Qinghao Ye, Xianhan Zeng, Fu Li, Chunyuan Li, Haoqi Fan

2025-03-21

Painting with Words: Elevating Detailed Image Captioning with Benchmark
  and Alignment Learning

Summary

This paper is about making AI better at describing images with lots of detail.

What's the problem?

It's hard to tell if an AI is doing a good job at describing all the important details in an image because the current ways of measuring this aren't very good, and the AI can sometimes make things up.

What's the solution?

The researchers created a new test and a new way to measure how well the AI describes images, focusing on whether it includes all the important details and avoids making things up. They also developed a way for the AI to learn from feedback to improve its descriptions.

Why it matters?

This work matters because it can lead to AI that can accurately describe images with a high level of detail, which is useful for many applications.

Abstract

Image captioning has long been a pivotal task in visual understanding, with recent advancements in vision-language models (VLMs) significantly enhancing the ability to generate detailed image captions.
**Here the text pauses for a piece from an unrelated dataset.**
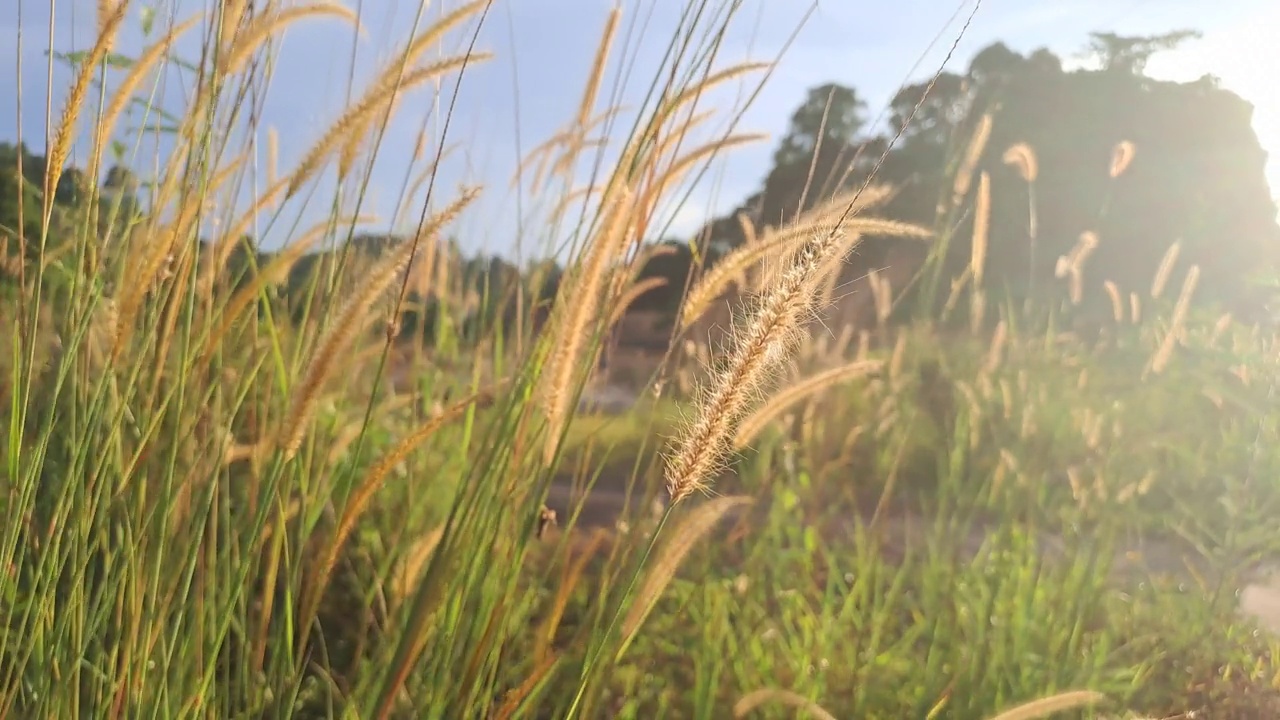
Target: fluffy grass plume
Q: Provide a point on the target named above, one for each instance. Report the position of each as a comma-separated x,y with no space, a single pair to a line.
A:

However, the evaluation of detailed image captioning remains underexplored due to outdated evaluation metrics and coarse annotations. In this paper, we introduce DeCapBench along with a novel metric, DCScore, specifically designed for detailed captioning tasks. DCScore evaluates hallucinations and fine-grained comprehensiveness by deconstructing responses into the smallest self-sufficient units, termed primitive information units, and assessing them individually. Our evaluation shows that DCScore aligns more closely with human judgment than other rule-based or model-based metrics. Concurrently, DeCapBench exhibits a high correlation with VLM arena results on descriptive tasks, surpassing existing benchmarks for vision-language models. Additionally, we present an automatic fine-grained feedback collection method, FeedQuill, for preference optimization based on our advanced metric, showing robust generalization capabilities across auto-generated preference data. Extensive experiments on multiple VLMs demonstrate that our method not only significantly reduces hallucinations but also enhances performance across various benchmarks, achieving superior detail captioning performance while surpassing GPT-4o.